Carcinogenesis. 2016 Dec;37(12):1190-1198. doi: 10.1093/carcin/bgw101. Epub 2016 Sep 21.

DOI:10.1093/carcin/bgw101
PMID:27655833
原文链接:https://pmc.ncbi.nlm.nih.gov/articles/PMC5137264/
Abstract

A novel Helicobacter species Helicobacter japonicum was isolated from the stomach and intestines of clinically normal mice received from three institutes from Japan. The novel Helicobacter sp. was microaerobic, grew at 37°C and 42°C, was catalase and oxidase positive, but urease negative.
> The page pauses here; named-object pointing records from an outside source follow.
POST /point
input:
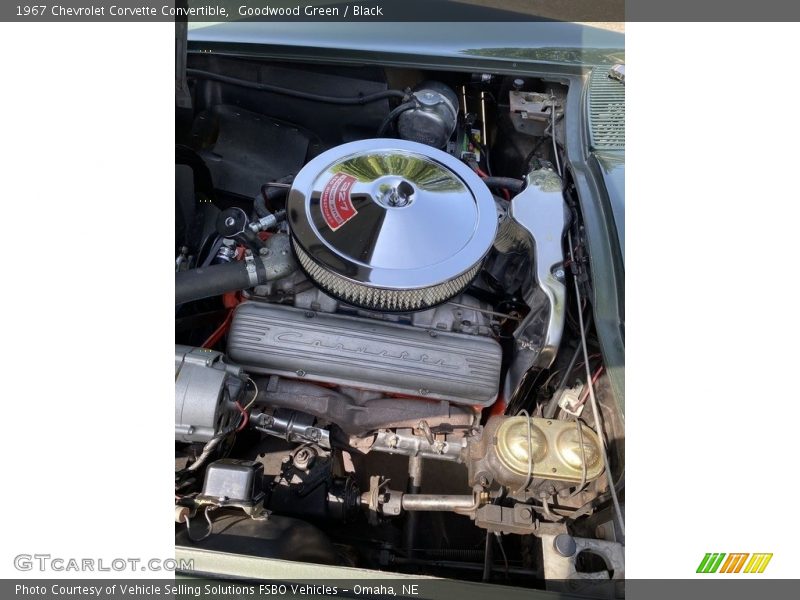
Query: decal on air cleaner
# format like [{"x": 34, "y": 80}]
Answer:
[{"x": 335, "y": 203}]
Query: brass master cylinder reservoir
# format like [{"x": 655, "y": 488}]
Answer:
[{"x": 512, "y": 447}]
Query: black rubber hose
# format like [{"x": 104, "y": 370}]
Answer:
[
  {"x": 512, "y": 185},
  {"x": 266, "y": 87},
  {"x": 264, "y": 202},
  {"x": 389, "y": 119},
  {"x": 214, "y": 280}
]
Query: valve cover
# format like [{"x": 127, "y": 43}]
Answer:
[{"x": 390, "y": 225}]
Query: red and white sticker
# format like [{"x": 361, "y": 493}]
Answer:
[{"x": 335, "y": 203}]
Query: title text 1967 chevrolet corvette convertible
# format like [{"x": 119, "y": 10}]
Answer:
[{"x": 399, "y": 300}]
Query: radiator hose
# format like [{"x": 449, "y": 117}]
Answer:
[{"x": 215, "y": 280}]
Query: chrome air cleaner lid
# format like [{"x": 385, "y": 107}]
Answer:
[{"x": 390, "y": 225}]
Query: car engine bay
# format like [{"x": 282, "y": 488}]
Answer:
[{"x": 385, "y": 355}]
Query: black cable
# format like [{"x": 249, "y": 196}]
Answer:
[
  {"x": 267, "y": 87},
  {"x": 484, "y": 151},
  {"x": 266, "y": 202},
  {"x": 550, "y": 410},
  {"x": 389, "y": 119}
]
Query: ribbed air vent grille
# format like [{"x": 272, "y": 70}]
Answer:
[{"x": 606, "y": 111}]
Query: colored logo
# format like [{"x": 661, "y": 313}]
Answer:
[{"x": 719, "y": 562}]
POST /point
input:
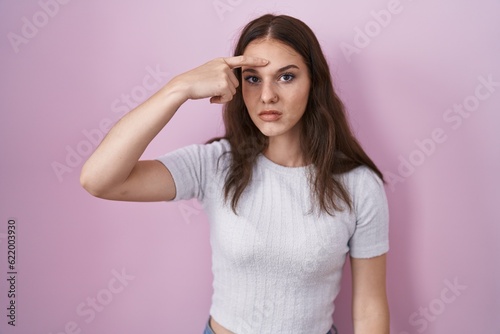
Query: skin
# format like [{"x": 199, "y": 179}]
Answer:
[
  {"x": 283, "y": 85},
  {"x": 115, "y": 172}
]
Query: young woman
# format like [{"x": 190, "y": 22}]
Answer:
[{"x": 288, "y": 190}]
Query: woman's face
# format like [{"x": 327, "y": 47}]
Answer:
[{"x": 276, "y": 95}]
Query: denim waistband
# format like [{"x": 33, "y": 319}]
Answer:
[{"x": 208, "y": 329}]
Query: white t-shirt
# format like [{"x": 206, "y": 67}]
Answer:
[{"x": 277, "y": 265}]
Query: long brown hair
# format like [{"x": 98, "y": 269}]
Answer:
[{"x": 327, "y": 141}]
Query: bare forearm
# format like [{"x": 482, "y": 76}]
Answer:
[
  {"x": 374, "y": 321},
  {"x": 114, "y": 159}
]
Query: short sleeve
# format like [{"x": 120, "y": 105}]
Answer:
[
  {"x": 193, "y": 168},
  {"x": 371, "y": 234}
]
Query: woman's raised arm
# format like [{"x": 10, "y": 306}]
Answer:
[{"x": 114, "y": 171}]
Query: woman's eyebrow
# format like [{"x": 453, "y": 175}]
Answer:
[{"x": 254, "y": 70}]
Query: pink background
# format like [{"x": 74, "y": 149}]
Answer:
[{"x": 65, "y": 80}]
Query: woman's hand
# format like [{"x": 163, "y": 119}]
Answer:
[{"x": 215, "y": 79}]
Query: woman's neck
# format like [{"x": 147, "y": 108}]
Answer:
[{"x": 285, "y": 151}]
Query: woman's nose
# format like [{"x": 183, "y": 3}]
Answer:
[{"x": 269, "y": 94}]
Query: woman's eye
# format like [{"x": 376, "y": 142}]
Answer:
[
  {"x": 252, "y": 80},
  {"x": 287, "y": 77}
]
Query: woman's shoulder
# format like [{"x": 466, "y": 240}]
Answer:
[{"x": 362, "y": 179}]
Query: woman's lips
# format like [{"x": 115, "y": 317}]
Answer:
[{"x": 270, "y": 115}]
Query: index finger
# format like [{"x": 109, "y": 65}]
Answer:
[{"x": 239, "y": 61}]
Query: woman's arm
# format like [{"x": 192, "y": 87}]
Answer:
[
  {"x": 114, "y": 171},
  {"x": 370, "y": 308}
]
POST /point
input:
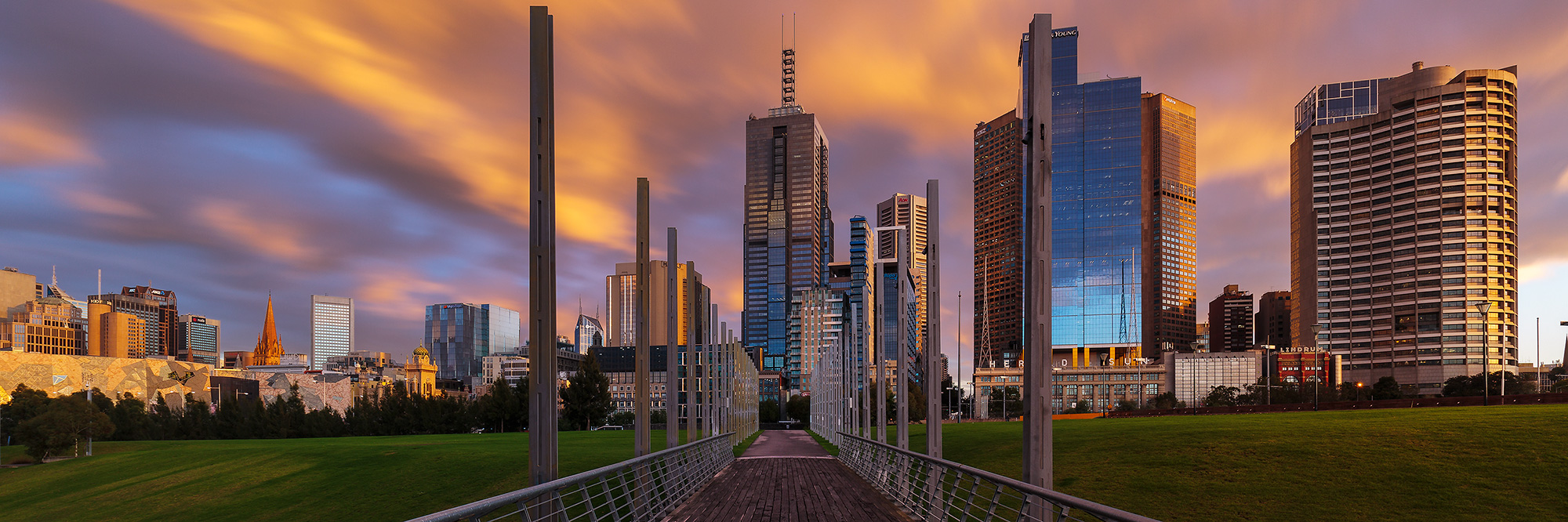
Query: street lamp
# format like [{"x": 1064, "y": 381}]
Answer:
[
  {"x": 1486, "y": 353},
  {"x": 1318, "y": 358}
]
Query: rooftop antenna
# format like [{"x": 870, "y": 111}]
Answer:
[{"x": 788, "y": 67}]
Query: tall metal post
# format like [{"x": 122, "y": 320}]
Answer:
[
  {"x": 672, "y": 344},
  {"x": 1486, "y": 353},
  {"x": 901, "y": 352},
  {"x": 1037, "y": 256},
  {"x": 934, "y": 327},
  {"x": 692, "y": 316},
  {"x": 645, "y": 303},
  {"x": 880, "y": 347},
  {"x": 543, "y": 457},
  {"x": 716, "y": 377}
]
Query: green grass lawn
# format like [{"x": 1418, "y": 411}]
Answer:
[
  {"x": 1501, "y": 463},
  {"x": 347, "y": 479}
]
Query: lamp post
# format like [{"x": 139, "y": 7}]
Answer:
[
  {"x": 1486, "y": 353},
  {"x": 1318, "y": 360}
]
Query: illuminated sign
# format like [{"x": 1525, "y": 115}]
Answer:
[{"x": 1301, "y": 349}]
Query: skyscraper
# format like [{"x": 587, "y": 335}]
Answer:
[
  {"x": 589, "y": 333},
  {"x": 910, "y": 212},
  {"x": 622, "y": 295},
  {"x": 1171, "y": 223},
  {"x": 1123, "y": 198},
  {"x": 1272, "y": 325},
  {"x": 1000, "y": 242},
  {"x": 786, "y": 234},
  {"x": 200, "y": 339},
  {"x": 1404, "y": 220},
  {"x": 1232, "y": 321},
  {"x": 164, "y": 327},
  {"x": 462, "y": 335},
  {"x": 154, "y": 308},
  {"x": 332, "y": 328}
]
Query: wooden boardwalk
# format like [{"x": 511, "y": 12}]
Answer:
[{"x": 782, "y": 479}]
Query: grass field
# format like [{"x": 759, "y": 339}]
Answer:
[
  {"x": 349, "y": 479},
  {"x": 1501, "y": 463}
]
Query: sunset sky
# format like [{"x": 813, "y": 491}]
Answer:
[{"x": 377, "y": 150}]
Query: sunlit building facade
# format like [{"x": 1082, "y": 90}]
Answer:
[
  {"x": 1123, "y": 212},
  {"x": 332, "y": 328},
  {"x": 1404, "y": 223},
  {"x": 1000, "y": 242}
]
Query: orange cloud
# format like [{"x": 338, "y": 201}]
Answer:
[
  {"x": 238, "y": 223},
  {"x": 27, "y": 140}
]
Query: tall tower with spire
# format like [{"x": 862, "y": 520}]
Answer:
[
  {"x": 788, "y": 233},
  {"x": 269, "y": 350}
]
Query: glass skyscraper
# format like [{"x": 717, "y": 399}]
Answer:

It is most closely related to the 16S rRNA gene of H.muridarum (98.6%); to the 23S rRNA gene of H.hepaticus (97.9%); to the hsp60 gene of H.typhlonius (87%). The novel Helicobacter sp. has in vitro cytolethal distending toxin (CDT) activity; its cdtB gene sequence has 83.8% identity with that of H.hepaticus The whole genome sequence of H.japonicum MIT 01-6451 has a 2.06-Mb genome length with a 37.5% G + C content. When the organism was inoculated into C57BL/129 IL10 mice, it was cultured from the stomach, colon and cecum of infected mice at 6 and 10 weeks post-infection. The cecum had the highest H.japonicum colonization levels by quantitative PCR. The histopathology of the lower bowel was characterized by moderate to severe inflammation, mild edema, epithelial defects, mild to severe hyperplasia, dysplasia and carcinoma. Inflammatory cytokines IFNγ, TNFα and IL17a, as well as iNOS were significantly upregulated in the cecal tissue of infected mice. These results demonstrate that the novel H.japonicum can induce inflammatory bowel disease and carcinoma in IL10 mice and highlights the importance of identifying novel Helicobacter spp. especially when they are introduced from outside mouse colonies from different geographic locations.

摘要

从来自日本三个机构的临床正常小鼠的胃和肠道中分离出一种新型幽门螺杆菌——日本幽门螺杆菌。该新型幽门螺杆菌为微需氧菌,在37℃和42℃下生长,过氧化氢酶和氧化酶呈阳性,但脲酶呈阴性。它与鼠幽门螺杆菌的16S rRNA基因关系最为密切(98.6%);与肝螺杆菌的23S rRNA基因关系密切(97.9%);与盲肠螺杆菌的hsp60基因关系密切(87%)。该新型幽门螺杆菌具有体外细胞致死膨胀毒素(CDT)活性;其cdtB基因序列与肝螺杆菌的cdtB基因序列具有83.8%的同一性。日本幽门螺杆菌MIT 01-6451的全基因组序列长度为2.06 Mb,G + C含量为37.5%。将该菌接种到C57BL/129 IL10小鼠体内后,在感染后6周和10周从感染小鼠的胃、结肠和盲肠中培养出该菌。通过定量PCR检测发现,盲肠中的日本幽门螺杆菌定植水平最高。下消化道的组织病理学特征为中度至重度炎症、轻度水肿、上皮缺损、轻度至重度增生、发育异常和癌。感染小鼠盲肠组织中的炎性细胞因子IFNγ、TNFα和IL17a以及诱导型一氧化氮合酶(iNOS)均显著上调。这些结果表明,新型日本幽门螺杆菌可在IL10小鼠中诱发炎症性肠病和癌症,并突出了鉴定新型幽门螺杆菌的重要性,尤其是当它们从不同地理位置的小鼠群体外部引入时。